Depending on the species, sea cucumbers can go for as much as $300 a pound in China and Hong Kong, with prices on the rise, according to authorities.
“Sea cucumbers are taking up quite a bit of our time down at the border,” said Erin Dean, resident agent in charge of the U.S. Fish and Wildlife Service’s Southern California region.
“It’s a high-valued commodity that’s being smuggled in small quantities across the border … consolidated here in the U.S. and then, we believe, being shipped out to Asia,” she said.
Buying and selling sea cucumbers can be a legitimate business if people have the proper permits and operate in season. The Mayorquin family had a permit to do just that, but federal authorities said they also operated outside of the law.
Between 2010 and 2012, the family knowingly agreed to purchase about $13 million worth of illicitly harvested sea cucumbers from poachers operating off the Yucatan Peninsula, according to the indictment.
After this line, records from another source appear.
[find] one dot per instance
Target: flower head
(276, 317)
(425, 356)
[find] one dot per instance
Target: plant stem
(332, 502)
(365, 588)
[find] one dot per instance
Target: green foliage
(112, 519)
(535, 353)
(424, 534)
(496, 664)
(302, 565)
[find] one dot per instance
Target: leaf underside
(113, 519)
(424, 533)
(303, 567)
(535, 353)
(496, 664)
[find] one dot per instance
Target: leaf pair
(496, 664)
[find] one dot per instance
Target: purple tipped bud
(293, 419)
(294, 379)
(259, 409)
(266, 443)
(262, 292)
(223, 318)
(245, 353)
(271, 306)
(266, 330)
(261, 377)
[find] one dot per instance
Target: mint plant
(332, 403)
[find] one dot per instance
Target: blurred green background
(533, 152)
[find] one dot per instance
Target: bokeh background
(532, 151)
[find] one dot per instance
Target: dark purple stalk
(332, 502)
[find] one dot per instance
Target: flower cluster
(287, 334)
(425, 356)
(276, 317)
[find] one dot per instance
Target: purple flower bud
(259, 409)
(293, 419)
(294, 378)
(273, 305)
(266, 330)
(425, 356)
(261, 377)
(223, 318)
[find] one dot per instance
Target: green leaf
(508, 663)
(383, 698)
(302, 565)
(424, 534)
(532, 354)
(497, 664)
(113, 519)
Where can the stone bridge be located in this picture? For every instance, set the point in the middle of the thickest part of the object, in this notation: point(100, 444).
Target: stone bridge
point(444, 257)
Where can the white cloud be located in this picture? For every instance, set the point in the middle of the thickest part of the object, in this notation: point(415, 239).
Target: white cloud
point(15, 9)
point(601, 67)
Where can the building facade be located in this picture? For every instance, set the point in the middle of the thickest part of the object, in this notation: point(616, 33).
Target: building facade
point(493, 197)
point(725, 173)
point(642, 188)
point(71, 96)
They then imported the product and sold it to Asian markets for about $17.5 million, the indictment said.
According to federal prosecutors, Ramon Torres Mayorquin would receive the shipments in Tijuana and then smuggle them across the Otay Mesa Port of Entry into San Diego. David Mayorquin organized the sales to China and other locations.
To hide their trail, prosecutors said, the men routinely falsified documents and even worked with conspirators to bribe Mexican officials. In one such case, according to the indictment, they paid at least $32,000.
The authorities substantiated their claims with emails they obtained that purportedly show correspondence between the Mayorquin family and the alleged poachers.
In recent years, scientists and environmental groups have raised concerns about the effect of illegal fishing on sea cucumber populations.
“We have over-fished and created a risk of extinction for many species [of sea cucumbers],” said Octavio Aburto, a marine ecologist with UC San Diego’s Scripps Institution of Oceanography. “There’s a lot of poaching, and prices are going up.”
Smuggling of sea cucumbers is one of the most high-profile wildlife crimes in Southern California, next to the illegal trade of totoaba fish bladders, according to Fish and Wildlife Service officials. The dried fish bladders are also sold to Asian markets, sometimes for as much as $30,000 apiece, according to a new report from the Los Angeles-based nonprofit Elephant Action League.